Today's modern phones do a great job capturing images and giving you a ready to see product. Now a secondary editing app (Snapseed, Lightroom, Afterlight, Google Photos, etc.) do a fantastic job just adjusting small details to bring out the best in your photo.

If you want to increase the quality of your phone photography efforts, you can try experimenting with a dedicated light source, a handheld stabilizing gimbal, a tripod, or third party lens systems.  

Dedicated Camera/Lens systems

Is your hobby photography, or do you have a DSLR or mirrorless camera laying around? Well here is some more in-depth information I can offer you for shooting friends at the local spot or maybe you own a machine and want to capture some photos of the game.

On location with a DSLR or mirrorless camera I highly recommend using a fast zoom lens with a camera that can handle a high ISO and still produce a good image. 

By using a faster lens (f1.4 - f2.8) you're going to be able to open the lens up to allow more light into the camera's sensor allowing a shorter shutter time reducing the time it's open. This will reduce any shaking from you holding the camera and capture fast motion of an active player while hitting that awesome slap save.

ISO is a mystery to most hobbyists, ISO measures your camera's sensitivity to light. Most people have it set on auto and allow the camera to decide. 

This can cause issues when shooting pinball as the pinball machine is bright and the camera will underexpose everything else thinking the light from the machine is the subject. Typically when I edit photos I find the highlights of the pinball machine are over exposed. This is a very manageable adjustment when editing but this allows my low light areas to be in a good exposure. Modern mirrorless cameras really are a huge improvement over older DSLR cameras in this area. I highly recommend adjusting your ISO manually with a series of test shots prior to the action starting. Each location will change due to the lack of light or the abundance of it, so you’ll want to adjust these settings every time you shoot.

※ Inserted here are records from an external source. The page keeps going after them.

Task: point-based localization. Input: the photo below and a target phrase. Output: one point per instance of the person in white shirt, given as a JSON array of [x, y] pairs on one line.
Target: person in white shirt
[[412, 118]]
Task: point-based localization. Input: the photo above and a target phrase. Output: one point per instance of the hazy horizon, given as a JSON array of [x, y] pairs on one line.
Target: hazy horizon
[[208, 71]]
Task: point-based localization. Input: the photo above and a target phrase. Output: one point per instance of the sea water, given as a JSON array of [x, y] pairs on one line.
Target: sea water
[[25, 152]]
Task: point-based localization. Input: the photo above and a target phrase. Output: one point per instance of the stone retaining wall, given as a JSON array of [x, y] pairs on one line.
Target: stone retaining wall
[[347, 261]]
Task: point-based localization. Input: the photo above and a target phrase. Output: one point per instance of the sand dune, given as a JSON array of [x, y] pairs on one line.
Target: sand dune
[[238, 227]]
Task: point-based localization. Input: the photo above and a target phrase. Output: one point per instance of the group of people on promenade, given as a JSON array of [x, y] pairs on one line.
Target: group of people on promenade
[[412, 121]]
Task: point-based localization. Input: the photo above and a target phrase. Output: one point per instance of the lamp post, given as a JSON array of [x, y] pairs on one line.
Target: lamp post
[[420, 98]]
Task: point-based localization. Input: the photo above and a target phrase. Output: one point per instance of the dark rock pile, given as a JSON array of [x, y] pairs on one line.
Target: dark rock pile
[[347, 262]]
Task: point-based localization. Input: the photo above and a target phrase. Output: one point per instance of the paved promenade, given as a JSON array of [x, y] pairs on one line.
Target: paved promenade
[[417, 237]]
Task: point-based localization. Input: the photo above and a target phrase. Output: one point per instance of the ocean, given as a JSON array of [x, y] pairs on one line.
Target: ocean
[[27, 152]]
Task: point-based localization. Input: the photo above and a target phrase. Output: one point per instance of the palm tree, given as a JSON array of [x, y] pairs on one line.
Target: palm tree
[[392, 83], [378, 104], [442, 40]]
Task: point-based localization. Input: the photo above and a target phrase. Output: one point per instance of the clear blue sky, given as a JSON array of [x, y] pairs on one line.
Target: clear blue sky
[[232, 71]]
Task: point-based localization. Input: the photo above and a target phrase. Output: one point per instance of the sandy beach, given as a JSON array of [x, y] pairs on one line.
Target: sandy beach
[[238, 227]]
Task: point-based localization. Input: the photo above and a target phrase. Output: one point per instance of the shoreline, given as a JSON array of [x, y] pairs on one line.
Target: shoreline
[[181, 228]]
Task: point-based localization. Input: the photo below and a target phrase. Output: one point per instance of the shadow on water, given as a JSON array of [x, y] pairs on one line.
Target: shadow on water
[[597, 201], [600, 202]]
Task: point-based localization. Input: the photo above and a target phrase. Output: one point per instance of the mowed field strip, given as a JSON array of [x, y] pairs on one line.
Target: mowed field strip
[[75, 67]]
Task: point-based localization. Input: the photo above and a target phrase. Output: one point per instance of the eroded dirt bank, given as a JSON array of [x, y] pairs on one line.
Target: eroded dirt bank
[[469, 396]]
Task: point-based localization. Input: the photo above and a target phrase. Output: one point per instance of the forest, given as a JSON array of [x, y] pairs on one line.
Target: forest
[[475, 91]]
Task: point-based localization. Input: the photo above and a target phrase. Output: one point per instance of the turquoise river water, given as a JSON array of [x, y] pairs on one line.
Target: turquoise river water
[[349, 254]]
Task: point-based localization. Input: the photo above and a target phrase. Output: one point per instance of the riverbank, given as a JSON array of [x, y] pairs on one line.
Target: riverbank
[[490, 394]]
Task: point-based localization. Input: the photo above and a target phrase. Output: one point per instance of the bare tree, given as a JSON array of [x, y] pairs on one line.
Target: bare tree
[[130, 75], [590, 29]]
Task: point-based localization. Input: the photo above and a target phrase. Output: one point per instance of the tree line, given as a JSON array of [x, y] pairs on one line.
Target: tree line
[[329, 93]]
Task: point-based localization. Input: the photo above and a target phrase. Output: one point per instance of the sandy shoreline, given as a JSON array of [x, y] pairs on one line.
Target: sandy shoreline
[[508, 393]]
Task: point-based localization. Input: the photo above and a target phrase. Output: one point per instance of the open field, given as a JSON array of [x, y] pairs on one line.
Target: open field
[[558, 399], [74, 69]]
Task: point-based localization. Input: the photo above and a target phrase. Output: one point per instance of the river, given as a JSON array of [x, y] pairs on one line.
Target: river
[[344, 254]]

I currently use a Sony A7iii with a Sigma 24-70 2.8f lens. Typically I’m running 1/160th shutter speeds at 2.8f and ISO 4000. I’ve found this to be very close to what works at most places and usually can just adjust the ISO up or down depending on the light in the spot, while leaving other settings unchanged. Sometimes I adjust the F-stop to create more depth of field (lower aperture settings typically result in a shallower depth of field, meaning less of your image will be in focus) but most times I’m focusing on one particular player on one machine allowing the other people to blur out.


As mentioned, I like a fast zoom lens as my primary lens when shooting pinball on location. Some other options you can explore is a dedicated macro lens if you want to focus on close-up shots or a fixed prime lens if shooting in low light conditions is of utmost importance. If you are the creative type a fixed lens filter could make some cool effects, I have been kicking around a time to try that on a pinball location. They have a variety of screw on filter lens that can distort your image at the point of capture.

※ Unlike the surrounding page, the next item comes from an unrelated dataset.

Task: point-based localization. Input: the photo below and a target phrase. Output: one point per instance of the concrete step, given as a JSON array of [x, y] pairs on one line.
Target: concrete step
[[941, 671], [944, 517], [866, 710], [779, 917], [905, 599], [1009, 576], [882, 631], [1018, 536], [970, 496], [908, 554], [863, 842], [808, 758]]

For phone shooters, you can experiment with add on lens systems, like the Movement lenses mentioned above. I would be interested to see what kind of results these lenses can produce. 

Other Tips & Things to Try

  • Defocus your intended subject
  • Shoot from behind a player watching the action 
  • Look for high/low vantage points
  • Always look around the scene for the activities of others
  • Make sure your crowd is ok with you taking photos

Your Challenge

This is all about fun and growth and promoting the pinball community, so try a few of these exercises next time you're out!

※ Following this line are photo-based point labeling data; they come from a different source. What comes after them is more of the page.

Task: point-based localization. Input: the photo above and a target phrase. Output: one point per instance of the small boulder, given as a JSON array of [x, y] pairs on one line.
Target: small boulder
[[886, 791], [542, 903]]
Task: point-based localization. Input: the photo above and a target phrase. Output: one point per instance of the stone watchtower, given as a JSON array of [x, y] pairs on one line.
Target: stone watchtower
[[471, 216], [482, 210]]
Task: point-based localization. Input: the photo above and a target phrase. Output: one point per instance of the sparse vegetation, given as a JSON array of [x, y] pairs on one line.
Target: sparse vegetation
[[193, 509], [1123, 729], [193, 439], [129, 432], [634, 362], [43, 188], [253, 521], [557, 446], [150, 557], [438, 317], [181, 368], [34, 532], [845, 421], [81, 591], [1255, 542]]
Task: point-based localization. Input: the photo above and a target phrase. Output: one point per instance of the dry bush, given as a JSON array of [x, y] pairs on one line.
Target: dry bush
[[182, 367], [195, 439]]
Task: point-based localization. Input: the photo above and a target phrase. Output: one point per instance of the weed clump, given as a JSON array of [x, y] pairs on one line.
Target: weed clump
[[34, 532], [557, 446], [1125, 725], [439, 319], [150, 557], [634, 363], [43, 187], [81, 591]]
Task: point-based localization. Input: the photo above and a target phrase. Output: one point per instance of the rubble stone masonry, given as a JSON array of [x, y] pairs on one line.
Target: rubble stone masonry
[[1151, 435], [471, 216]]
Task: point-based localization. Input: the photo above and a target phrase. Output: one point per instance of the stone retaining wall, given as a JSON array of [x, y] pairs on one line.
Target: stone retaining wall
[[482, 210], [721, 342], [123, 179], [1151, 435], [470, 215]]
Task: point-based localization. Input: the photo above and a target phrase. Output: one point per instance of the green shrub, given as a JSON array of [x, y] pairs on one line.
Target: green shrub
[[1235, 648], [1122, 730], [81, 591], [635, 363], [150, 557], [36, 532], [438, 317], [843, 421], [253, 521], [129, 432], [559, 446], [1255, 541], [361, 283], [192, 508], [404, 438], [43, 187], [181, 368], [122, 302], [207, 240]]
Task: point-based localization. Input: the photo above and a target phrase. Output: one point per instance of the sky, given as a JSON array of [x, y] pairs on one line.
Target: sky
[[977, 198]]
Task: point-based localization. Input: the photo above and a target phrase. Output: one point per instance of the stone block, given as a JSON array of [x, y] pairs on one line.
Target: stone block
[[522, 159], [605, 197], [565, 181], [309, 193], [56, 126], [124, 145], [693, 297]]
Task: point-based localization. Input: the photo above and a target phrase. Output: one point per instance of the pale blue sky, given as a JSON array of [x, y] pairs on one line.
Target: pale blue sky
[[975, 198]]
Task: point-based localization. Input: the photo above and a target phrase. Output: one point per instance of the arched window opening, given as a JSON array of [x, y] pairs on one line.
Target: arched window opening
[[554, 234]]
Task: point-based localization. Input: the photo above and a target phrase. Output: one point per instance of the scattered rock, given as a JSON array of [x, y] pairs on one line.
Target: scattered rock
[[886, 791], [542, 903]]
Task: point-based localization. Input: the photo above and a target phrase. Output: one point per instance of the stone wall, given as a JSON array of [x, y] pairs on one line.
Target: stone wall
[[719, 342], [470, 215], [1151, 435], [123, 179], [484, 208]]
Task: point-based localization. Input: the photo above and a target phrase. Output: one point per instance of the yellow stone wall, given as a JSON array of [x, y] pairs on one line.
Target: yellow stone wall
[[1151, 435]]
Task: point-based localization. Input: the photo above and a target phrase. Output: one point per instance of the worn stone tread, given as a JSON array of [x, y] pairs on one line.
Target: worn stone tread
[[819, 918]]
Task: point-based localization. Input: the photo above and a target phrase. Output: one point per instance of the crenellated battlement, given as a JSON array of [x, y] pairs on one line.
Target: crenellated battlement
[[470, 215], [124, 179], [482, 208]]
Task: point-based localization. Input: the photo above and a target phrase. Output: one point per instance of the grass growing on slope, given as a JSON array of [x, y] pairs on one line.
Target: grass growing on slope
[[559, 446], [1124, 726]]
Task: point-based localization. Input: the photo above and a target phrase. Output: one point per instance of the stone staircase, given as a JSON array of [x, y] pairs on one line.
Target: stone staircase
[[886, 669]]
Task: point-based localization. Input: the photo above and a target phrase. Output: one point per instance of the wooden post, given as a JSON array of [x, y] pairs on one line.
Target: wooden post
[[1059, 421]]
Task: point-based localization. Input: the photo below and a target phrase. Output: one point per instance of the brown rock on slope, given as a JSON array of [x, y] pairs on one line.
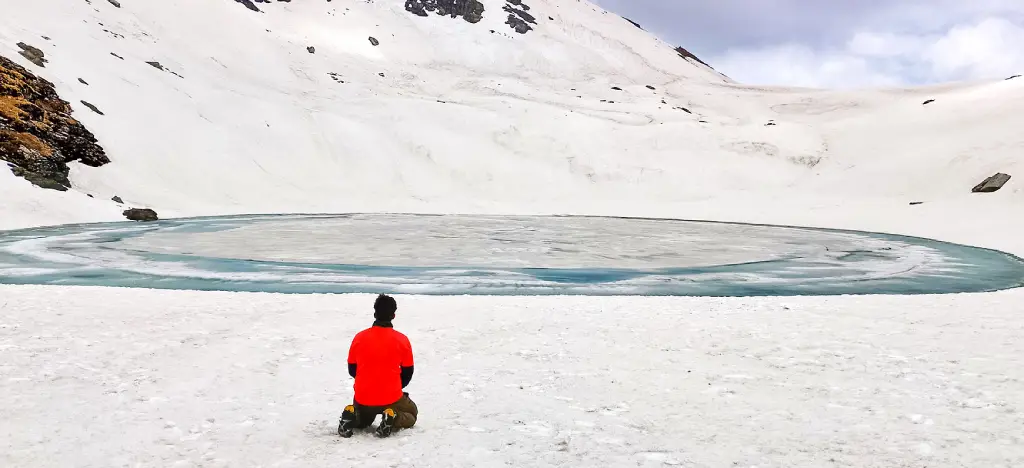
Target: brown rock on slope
[[38, 137]]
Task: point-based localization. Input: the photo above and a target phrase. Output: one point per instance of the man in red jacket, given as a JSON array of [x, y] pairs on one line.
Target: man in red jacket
[[381, 360]]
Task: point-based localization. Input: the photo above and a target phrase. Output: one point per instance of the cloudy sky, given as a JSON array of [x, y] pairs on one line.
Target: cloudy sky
[[842, 43]]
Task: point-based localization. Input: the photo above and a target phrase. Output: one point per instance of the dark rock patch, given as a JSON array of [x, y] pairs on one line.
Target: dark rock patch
[[686, 54], [140, 214], [634, 23], [92, 108], [38, 136], [518, 18], [249, 4], [991, 184], [33, 54], [469, 10]]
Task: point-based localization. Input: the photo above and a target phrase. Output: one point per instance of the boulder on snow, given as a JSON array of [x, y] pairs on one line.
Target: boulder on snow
[[248, 4], [140, 214], [633, 23], [92, 108], [991, 184], [33, 54]]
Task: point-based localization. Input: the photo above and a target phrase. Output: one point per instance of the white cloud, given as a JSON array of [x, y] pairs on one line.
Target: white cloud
[[985, 48]]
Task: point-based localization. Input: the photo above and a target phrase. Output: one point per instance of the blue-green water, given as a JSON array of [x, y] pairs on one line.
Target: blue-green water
[[496, 255]]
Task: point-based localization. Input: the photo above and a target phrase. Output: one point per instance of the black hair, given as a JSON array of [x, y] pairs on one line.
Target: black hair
[[384, 307]]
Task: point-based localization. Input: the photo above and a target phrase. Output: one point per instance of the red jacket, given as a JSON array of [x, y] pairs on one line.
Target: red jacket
[[381, 360]]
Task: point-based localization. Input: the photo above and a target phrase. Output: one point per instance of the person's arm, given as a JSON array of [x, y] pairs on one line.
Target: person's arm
[[351, 357], [407, 364]]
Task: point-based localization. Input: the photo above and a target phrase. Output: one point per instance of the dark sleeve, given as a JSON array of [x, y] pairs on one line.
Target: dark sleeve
[[407, 376]]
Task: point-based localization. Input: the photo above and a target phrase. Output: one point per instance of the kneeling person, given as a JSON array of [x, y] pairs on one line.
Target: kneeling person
[[381, 360]]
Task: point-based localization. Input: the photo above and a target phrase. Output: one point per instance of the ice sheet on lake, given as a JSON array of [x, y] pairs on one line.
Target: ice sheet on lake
[[497, 255]]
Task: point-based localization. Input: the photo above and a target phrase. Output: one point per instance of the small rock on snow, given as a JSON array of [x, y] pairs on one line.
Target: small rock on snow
[[33, 54], [140, 214], [92, 108], [992, 183]]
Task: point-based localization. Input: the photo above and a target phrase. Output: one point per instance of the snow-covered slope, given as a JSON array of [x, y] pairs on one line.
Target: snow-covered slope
[[445, 115]]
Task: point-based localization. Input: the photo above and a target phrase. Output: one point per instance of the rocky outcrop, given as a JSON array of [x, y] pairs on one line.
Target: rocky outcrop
[[38, 136], [470, 10], [140, 214], [992, 183]]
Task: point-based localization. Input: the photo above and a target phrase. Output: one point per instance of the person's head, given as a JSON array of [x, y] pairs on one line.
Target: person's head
[[384, 307]]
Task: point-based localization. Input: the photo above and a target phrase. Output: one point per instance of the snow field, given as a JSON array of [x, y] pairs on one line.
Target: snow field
[[114, 377]]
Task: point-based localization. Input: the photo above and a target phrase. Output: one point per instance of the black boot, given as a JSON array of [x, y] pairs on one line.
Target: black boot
[[347, 422], [387, 422]]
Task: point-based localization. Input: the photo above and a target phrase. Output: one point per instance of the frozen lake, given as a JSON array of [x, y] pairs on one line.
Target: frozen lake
[[498, 255]]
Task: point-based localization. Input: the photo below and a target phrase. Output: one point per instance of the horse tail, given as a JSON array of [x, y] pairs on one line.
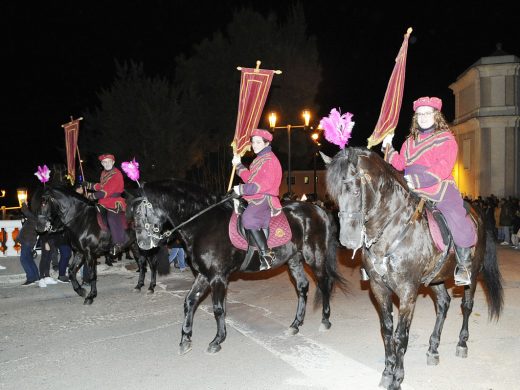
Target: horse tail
[[493, 278]]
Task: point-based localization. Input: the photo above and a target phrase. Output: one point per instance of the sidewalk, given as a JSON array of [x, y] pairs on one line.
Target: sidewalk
[[14, 273]]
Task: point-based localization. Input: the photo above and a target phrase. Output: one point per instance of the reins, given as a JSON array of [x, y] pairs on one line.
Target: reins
[[169, 232]]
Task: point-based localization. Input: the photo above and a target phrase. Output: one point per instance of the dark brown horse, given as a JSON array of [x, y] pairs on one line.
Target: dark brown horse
[[376, 213]]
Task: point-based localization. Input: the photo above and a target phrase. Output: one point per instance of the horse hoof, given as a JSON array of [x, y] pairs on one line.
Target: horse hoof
[[432, 359], [461, 351], [386, 381], [214, 348], [185, 347], [324, 326]]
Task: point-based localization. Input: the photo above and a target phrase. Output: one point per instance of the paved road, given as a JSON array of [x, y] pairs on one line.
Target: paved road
[[50, 340]]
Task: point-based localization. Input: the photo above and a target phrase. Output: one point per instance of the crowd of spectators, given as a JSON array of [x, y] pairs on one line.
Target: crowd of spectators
[[501, 216]]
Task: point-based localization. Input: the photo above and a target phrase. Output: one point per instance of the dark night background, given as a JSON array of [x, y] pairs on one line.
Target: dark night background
[[58, 56]]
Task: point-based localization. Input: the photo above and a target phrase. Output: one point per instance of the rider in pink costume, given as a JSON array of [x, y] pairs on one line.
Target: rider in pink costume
[[427, 157]]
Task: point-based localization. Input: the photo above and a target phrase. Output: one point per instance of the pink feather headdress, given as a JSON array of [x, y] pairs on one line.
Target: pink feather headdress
[[337, 128], [131, 169], [43, 174]]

  • Try to get a great reflection 
  • Try and grab a full body in motion while playing
  • Get a photo of intense concentration while playing

Share your pics on Instagram and tag @darkroom_pinball for some feedback!

Just remember to have fun and break all the rules of photography and try something different as pinball photography is probably as tough of an environment as any. Also keep it weird, try and tell a story with your photo with some action shots of friends dancing around or in frustration after a terrible outlane drain.